Scholars frequently organize definitions into five categories: Persuasive, Precising, Theoretical, Lexical, and Stipulative. The last two are of interest to the mathematics teacher and student. A common name for a lexical definition is an **extracted** definition because it is extracted from common actual usage. Extracted definitions have a truth value—they can be true or false. Definitions familiar to beginning students are generally extracted definitions.

Definitions used in mathematics are very different. Definitions in mathematics are always **stipulative** definitions. They are stipulative in the sense that they specify usage rather than report usage. Stipulative definitions do not have a truth value. They are neither true nor false—they just are! Beginning students are generally completely unfamiliar with stipulative definitions.
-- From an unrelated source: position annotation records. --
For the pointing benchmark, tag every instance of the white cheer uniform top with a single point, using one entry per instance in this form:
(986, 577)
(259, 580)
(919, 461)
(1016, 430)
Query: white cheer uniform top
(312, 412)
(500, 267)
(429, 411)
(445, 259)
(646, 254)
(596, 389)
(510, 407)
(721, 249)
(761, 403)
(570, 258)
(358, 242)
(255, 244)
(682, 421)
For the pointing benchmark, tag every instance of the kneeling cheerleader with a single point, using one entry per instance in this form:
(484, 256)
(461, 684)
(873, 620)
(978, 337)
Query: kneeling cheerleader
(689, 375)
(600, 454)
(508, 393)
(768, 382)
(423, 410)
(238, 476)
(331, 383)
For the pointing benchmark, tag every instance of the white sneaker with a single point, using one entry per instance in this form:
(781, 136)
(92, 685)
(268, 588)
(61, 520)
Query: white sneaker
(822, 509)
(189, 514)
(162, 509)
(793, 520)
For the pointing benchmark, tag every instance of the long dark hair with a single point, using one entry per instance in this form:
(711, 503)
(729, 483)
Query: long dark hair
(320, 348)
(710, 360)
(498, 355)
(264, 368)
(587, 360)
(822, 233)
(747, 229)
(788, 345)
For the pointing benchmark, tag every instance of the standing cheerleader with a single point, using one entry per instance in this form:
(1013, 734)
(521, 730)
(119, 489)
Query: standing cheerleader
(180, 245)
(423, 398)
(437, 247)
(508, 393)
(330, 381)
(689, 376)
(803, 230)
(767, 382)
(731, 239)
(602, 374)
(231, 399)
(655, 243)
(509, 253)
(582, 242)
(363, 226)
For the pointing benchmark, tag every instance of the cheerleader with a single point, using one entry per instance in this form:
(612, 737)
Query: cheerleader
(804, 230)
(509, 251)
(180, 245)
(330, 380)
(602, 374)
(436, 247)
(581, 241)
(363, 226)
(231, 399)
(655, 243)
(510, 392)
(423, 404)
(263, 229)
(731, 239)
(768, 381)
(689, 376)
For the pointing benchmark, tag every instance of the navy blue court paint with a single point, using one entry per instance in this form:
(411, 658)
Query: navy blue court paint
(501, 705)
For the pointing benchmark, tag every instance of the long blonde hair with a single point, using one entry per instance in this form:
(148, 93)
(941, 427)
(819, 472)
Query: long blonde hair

A definition in mathematics does not announce what has been meant by the word in the past or what it commonly means now. Rather it announces (stipulates) what will be meant by the word (or term) in the present work.

Unlike extracted definitions, stipulative definitions cannot be reliably learned by repeated exposure to instances of the definition. They must be memorized.

In normal everyday communication the receiver can use context to gain some understanding of an unfamiliar word. This is not the case with mathematical communication because the only definitions used in mathematics are stipulative (as opposed to lexical). Moreover, the definitions in mathematics are extremely precise. Therefore definitions in mathematics must be memorized to facilitate simple communication.

# Types of Definitions

Share Cognitive Science Implications for Teaching Mathematics

Interesting. It’s the first time I hear of this. Could you give an example of an extracted definition that is true vs an extracted definition that is false?

Pluto is a planet. A false lexical definition.

Pluto is a dwarf planet. A true lexical definition.

A bird is a creature that can fly. A false lexical definition.

A bird is any warm-blooded vertebrate of the class Aves, having a body covered with feathers, forelimbs modified into wings, scaly legs, a beak, and no teeth, and bearing young in a hard-shelled egg. A true lexical definition.

A real number is a rational number. A false lexical definition frequently used by beginning algebra students.

A real number is either a rational number or an irrational number. A true lexical definition.

In mathematics a lexical definition is true or false depending on its comparison with the relevant stipulative definition.

Lexical, or dictionary, definitions are reports of common usage (or usages). Such definitions are said to be reportive (alternatively, reportative) definitions. They are true or false depending on whether they do or do not accurately report common usage.

I have always considered this a philosophical consideration. The false lexical definition rarely occurs because we all try to insure that common usage conforms to reality.